Understanding Rust's ownership model with singly linked lists
Breaking all of Rust's ownership rules
Merging linked lists with idiomatic Rust
Merging linked lists with recursive Rust
Discussion

"Angus", you say, "you promised us practical, better-than-production Rust. You're not about to walk through a LeetCode question, are you?".

Well... yes. But stay with me! I have a very good reason.

Coding challenges are more likely to advance your knowledge in Rust than in any other language – because Rust makes them harder than other languages.

Getting down low and hand-coding linked lists, trees and graphs sets up violent altercations with the borrow checker.

It's quite easy to hide a surface-level knowledge of Rust's ownership model if you focus on high-level packages like web frameworks. But if you're not 100% proficient with std::mem::swap, Rc, RefCell and their friends, coding challenges will weed you out.

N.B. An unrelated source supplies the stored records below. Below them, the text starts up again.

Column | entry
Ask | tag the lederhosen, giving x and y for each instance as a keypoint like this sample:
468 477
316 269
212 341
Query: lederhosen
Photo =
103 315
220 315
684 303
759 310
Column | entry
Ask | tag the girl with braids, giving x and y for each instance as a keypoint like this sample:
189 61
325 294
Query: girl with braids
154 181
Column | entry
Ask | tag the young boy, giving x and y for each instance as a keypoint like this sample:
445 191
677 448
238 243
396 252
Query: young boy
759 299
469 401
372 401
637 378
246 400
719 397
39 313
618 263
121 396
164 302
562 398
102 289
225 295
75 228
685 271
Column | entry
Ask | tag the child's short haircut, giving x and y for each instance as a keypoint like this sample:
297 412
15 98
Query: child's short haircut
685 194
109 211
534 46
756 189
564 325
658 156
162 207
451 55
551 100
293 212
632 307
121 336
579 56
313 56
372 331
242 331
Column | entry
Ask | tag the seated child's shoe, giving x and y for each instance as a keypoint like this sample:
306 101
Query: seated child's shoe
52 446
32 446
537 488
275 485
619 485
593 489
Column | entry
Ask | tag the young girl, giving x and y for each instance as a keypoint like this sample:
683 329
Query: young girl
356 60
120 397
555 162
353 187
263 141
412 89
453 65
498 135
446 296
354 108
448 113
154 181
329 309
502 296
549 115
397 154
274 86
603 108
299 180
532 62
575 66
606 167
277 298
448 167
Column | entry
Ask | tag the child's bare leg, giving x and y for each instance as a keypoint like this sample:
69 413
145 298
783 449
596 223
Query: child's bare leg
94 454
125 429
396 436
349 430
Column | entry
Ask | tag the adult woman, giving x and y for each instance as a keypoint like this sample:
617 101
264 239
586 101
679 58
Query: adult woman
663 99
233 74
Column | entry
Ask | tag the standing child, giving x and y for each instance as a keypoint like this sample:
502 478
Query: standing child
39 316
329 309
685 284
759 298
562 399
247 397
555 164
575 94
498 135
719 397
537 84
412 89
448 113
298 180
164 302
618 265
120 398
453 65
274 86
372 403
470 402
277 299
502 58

If you aspire to be a strong systems programmer or make quality contributions to popular libraries, you need this knowledge. It should be automatic.

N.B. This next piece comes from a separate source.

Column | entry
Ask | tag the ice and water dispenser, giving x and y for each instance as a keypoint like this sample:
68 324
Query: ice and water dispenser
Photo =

I have just the task to help you close those gaps using clean, idiomatic Rust.

Understanding Rust's ownership model with singly linked lists

Linked lists fascinate me. It takes a moment to appreciate why Rust's safety guarantees actually make this trivial, entry-level data structure hard to implement.

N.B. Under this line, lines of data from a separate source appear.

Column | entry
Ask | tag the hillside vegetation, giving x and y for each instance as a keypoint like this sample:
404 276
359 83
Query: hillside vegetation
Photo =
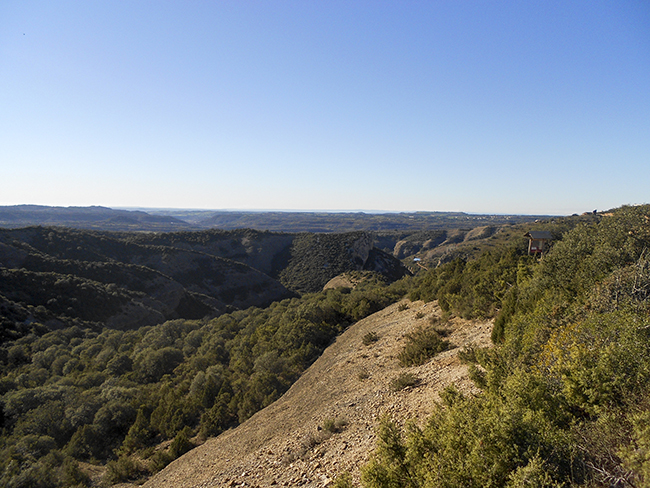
562 396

Aria Beingessner's Learning Rust With Entirely Too Many Linked Lists is one of my favourite Rust resources. If you haven't worked through it, please do – you'll leave with a fine appreciation for why the borrow checker seems to get in our way, and even less confidence in working with unsafe code. This is a good thing, since overconfidence is the enemy of unsafe.

When confronted with the following challenge, you know that Rust won't make it straightforward:

"Given two sorted, singly linked lists, merge them in sorted order, and return the sorted list."

A list is represented simply as a ListNode with an optional reference to the next node in the chain:

#[derive(PartialEq, Eq, Clone, Debug)]  pub struct ListNode {      pub val: i32,      pub next: Option<Box<ListNode>>,  }

And the signature of the merge function is as follows:

pub fn merge(      mut list1: Option<Box<ListNode>>,      mut list2: Option<Box<ListNode>>,  ) -> Option<Box<ListNode>>

Does this surprise you? It surprised me.

When working with safe representations of linked lists and trees, I always expect some flavor of Option<Rc<RefCell<Node>>>. Rc supports multiple ownership of child nodes, so you can point two heads to the same child, or access a child element without taking ownership away from its containing list. RefCell provides interior mutability, allowing us to change a node's next pointer through a shared reference.

However, Box<ListNode> means each node has a single owner. That makes it harder to do what I'd normally do in a language like Go or C++: compare node.val for the first two nodes of the input list, append the node with the lowest value to the output list, and walk down the remaining chains.

Breaking all of Rust's ownership rules

Here's a direct translation of that approach into "Rust":

pub fn merge(      mut list1: Option<Box<ListNode>>,      mut list2: Option<Box<ListNode>>,  ) -> Option<Box<ListNode>> {      let pre_head = Some(Box::new(ListNode { val: 0, next: None }));1
    let mut tail = pre_head;2
      while list1.is_some() && list2.is_some() {3
        if list1.unwrap().val < list2.unwrap().val {4
            tail.unwrap().next = list1;             list1 = list1.unwrap().next;5
        } else {              tail.unwrap().next = list2;            list2 = list2.unwrap().next;          };            tail = tail.unwrap().next;      }        tail.unwrap().next = if list1.is_some() { list1 } else { list2 };6
      pre_head.unwrap().next7
}

pre_head is declared as a dummy node that points to the real head of the output list 1. In Go, this trick allows us to avoid checking that the output list is non-nil before attempting to append new nodes – we know for sure that pre_head is non-nil, or Some in our case. At the end of the function, we return pre_head's next node 7 to get the actual head.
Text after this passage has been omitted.